Айза клянется, что даже коротко вскрикнула, когда его рука протянулась вперед, чтобы, как она подумала, вытянуть ее из укрытия. Она закрыла глаза, вспоминая подходящую молитву. Но в голову ничего не приходило, как не ухватилась и его рука за ее плечо, чего она в ужасе ожидала. Вместо этого огромный глобус, за которым она пряталась, начал вращаться, касаясь гладкой холодной поверхностью ее предплечья. Она осмелилась снова поднять взгляд и увидела, что хозяин замка все еще пребывал в трансе и не замечал горничной, сидевшей прямо у него под носом.
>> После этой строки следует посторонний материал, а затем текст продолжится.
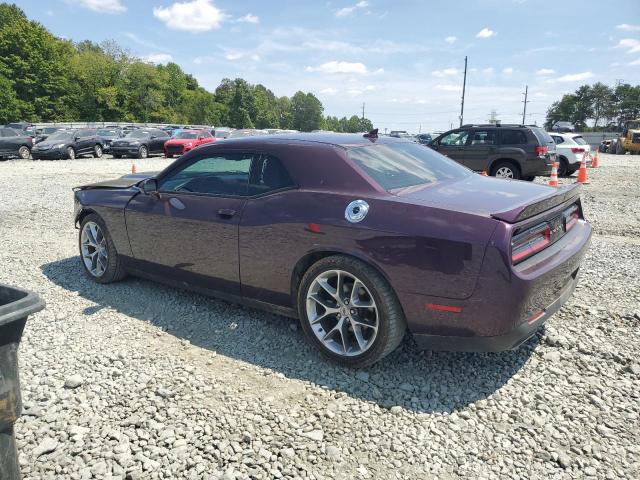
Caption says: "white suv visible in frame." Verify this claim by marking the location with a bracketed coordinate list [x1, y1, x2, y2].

Медленно, бормоча нечто неразборчивое, он вращал глобус вокруг оси. Покрытый пылью мир в миниатюре крутился под его ладонью. Ось скрипела и скрежетала. Выцветшие очертания континентов и океанов продолжали кружение, когда все звуки перекрыл пронзительный голос Гатри. Как ни была напугана Айза, но она четко расслышала каждое слово:
– Это узы крови, и, клянусь всеми силами небесными, он станет!..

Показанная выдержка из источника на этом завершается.